Use artifact deltas to decide whether a design got slower:

Under budget means acceptable by the current CI gate.
Slower than a known fast path can still be a real regression worth fixing.
A one-run delta needs code evidence before claiming root cause.

For the post-write-guard fast-path incident, the useful comparison was:

Recent PR and mainline artifacts showed post-write-guard P95 stayed under budget.
Older code around PR #350 had a post-write-fast-check front path that allowed clean writes to exit before full duplicate and quality scans.
Later runtime consolidation preserved correctness but the wrapper path no longer called the fast check first, so clean writes paid the full post-write-check cost.

6. Locate the Root Cause

Do not stop at a chart. Tie the numbers to a code path:

rg -n "post-write-fast-check|post-write-check|post-write-guard|FALLBACK|NEEDS_FULL_CHECK" hooks tests vibeguard-runtime scripts

git log --oneline --decorate -- hooks/post-write-guard.sh hooks/post-write-fast-check.sh tests/bench_hook_latency.sh

git show <old-commit>:hooks/post-write-guard.sh | sed -n '1,220p'
git show <new-commit>:hooks/post-write-guard.sh | sed -n '1,220p'

Classify the finding carefully:

budget failure: the benchmark gate exceeds the contract.
design regression: the benchmark is still green, but a previously cheap safe path became more expensive.
measurement gap: old artifacts expired or the compared runs are not equivalent.

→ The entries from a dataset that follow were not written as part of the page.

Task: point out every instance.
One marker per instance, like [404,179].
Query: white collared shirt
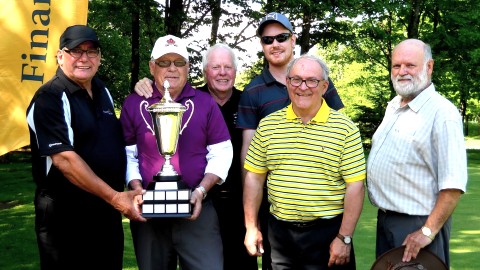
[418,150]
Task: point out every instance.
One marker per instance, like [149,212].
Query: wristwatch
[202,189]
[347,239]
[428,233]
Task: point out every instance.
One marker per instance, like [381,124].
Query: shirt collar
[320,117]
[417,103]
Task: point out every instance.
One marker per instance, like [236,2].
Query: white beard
[417,83]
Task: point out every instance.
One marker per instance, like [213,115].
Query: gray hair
[215,47]
[317,59]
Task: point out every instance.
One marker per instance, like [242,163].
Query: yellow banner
[30,31]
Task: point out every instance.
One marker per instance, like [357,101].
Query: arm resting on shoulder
[77,171]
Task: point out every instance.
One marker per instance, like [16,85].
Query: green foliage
[112,21]
[357,38]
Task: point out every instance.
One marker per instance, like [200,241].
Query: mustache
[400,77]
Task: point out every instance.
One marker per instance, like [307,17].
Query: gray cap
[274,17]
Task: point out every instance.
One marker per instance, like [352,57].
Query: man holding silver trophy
[201,160]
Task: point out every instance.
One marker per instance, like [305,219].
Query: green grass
[18,248]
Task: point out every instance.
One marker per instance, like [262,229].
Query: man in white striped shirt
[417,169]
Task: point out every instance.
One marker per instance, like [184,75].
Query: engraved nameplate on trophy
[167,195]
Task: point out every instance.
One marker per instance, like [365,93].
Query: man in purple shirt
[203,158]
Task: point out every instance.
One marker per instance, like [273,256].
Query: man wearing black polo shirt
[267,93]
[219,70]
[78,162]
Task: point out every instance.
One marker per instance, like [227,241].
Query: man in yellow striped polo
[313,161]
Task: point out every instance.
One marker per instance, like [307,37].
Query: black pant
[77,234]
[232,228]
[305,246]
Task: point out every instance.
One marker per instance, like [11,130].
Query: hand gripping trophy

7. Verify a Fix or Recommendation

If code is changed, run the focused checks for the touched surface:

bash tests/test_hook_perf_contract.sh
bash tests/bench_hook_latency.sh --runs=3 --fail-on-regression
bash scripts/ci/validate-hook-perf.sh
git diff --check

When the change touches Rust runtime code, add:

cargo check --manifest-path vibeguard-runtime/Cargo.toml
cargo test --manifest-path vibeguard-runtime/Cargo.toml

When the work is only a skill or document, run skill format validation instead:

python3 scripts/skill_validate.py --format-only --proposed-skill path/to/SKILL.md

Report Format

Use this compact report shape:

facts:
- repo:
- runs compared:
- artifact paths:

comparison:
| fixture | old anchor | recent PR | merge/main | budget |
|---|---:|---:|---:|---:|

root_cause:
- classification:
- evidence:
- affected path:

pitfalls_checked:
- same fixture and metric:
- CI artifact vs local benchmark separated:
- run IDs tied to commits:

verification:
- commands:
- result:

gaps:
- expired artifacts or non-equivalent runs:

Red Flags

Comparing local benchmark output to CI artifact history as if they came from the same environment.
Reporting a benchmark regression without the run ID, commit SHA, event type, and downloaded artifact path.
Treating a green budget result as proof that no design regression happened.
Comparing different fixtures, such as post-write-guard (100) against post-write-guard (5000).
Guessing root cause from timing alone without checking the hook wrapper, runtime path, or relevant git history.

Checklist

Search existing benchmark docs, CI workflow, tests, and hook paths before adding a new hypothesis.
Download bench-output artifacts into separate per-run directories.
Compare the same P95 fixture names across PR, merge, and mainline runs.
Tie every run to a PR number, commit SHA, event type, and Actions URL.
Separate CI trend evidence from local reproduction measurements.
Check the code path and git history before naming root cause.
Run focused verification or clearly state why validation is unavailable.

Boundaries

This skill does not change benchmark budgets by itself. Budget changes need separate justification in docs/reference/hook-latency-contract.md, CI updates, and focused tests.

This skill does not authorize editing hooks, runtime code, or GC scripts. Use it to investigate and report. Implementation requires a separate explicit task with file ownership and verification.